Legal Advocates also provide police departments with training on such topics as current domestic violence laws, sensitivity when responding to a domestic violence call and interviewing child witnesses to domestic violence. Sarah’s Inn’s Legal Advocacy Program is represented on the Chicago Metropolitan Battered Women’s Network’s Legal and Legislative Issues Committee which advocates for systemic change in the legal system and the Attorney General’s Order of Protection Enforcement Committee which recently made substantial changes to how Orders of Protection are served.

Services offered within the Partner Abuse Intervention Program include the following: The Partner Abuse Intervention Program provides perpetrators of domestic violence with the tools that are needed to make different choices, holds them accountable for the choices they have made, and encourages them to lead a non-violent lifestyle. Clients must take responsibility for abusive and controlling behavior and recognize this behavior as unacceptable. Our Partner Abuse Intervention Program has been in operation since 1989 and has provided services in Cook County since its inception. The program was one of the first to be protocol approved by the Illinois Protocol for Partner Abuse Intervention Programs in 1993, has maintained certification since, and continues to be a leader in the field. Steps to complete the Partner Abuse Intervention Program include participating in an intake/orientation session, 26 weekly group sessions and three aftercare sessions.

The intake/orientation session consists of an in-depth interview in order to document the client’s history of abuse, criminal history, family and marital history, substance abuse history, and other general information. In addition, each client signs a participation contract that outlines guidelines such as attendance, written assignments, behavioral expectations and payment of fees. Participants are acclimated to the program’s policies and procedures, including what conduct will not be tolerated. In addition, participants are informed of the basic beliefs and causes behind violent behavior and taught how to identify their own warning signs.

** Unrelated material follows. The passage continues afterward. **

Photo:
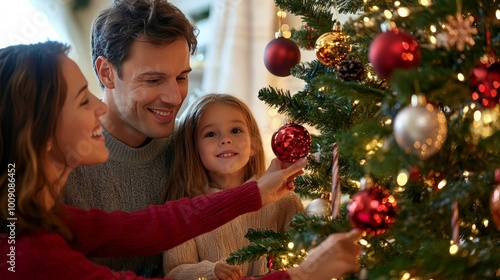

Each weekly session begins with a group discussion on topics including the following: definitions of different types of abusive behavior; belief systems; the choice to abuse and the consequences of that abusive behavior; the effects of domestic violence on their partners and children; safety planning to prevent further abuse; communication skills; situational stressors; physiological cues; and recognizing and taking responsibility for abusive behaviors. The session concludes with offering clients an opportunity to share their personal situations, at which time counselors and other group members generally provide feedback and support. Groups are interactive and may include exercises and role-playing. Discussion topics are reinforced by homework, which is reviewed by our counselors and returned to group members. Clients who have completed the full 26 weeks are required to attend three monthly aftercare sessions. Aftercare is meant to provide participants with a forum to discuss their challenges and successes since the completion of the weekly group sessions.

Sarah’s Inn has recently begun to accept women and teens into PAIP. These clients participate in individual sessions with PAIP counselors and/or advocates as appropriate.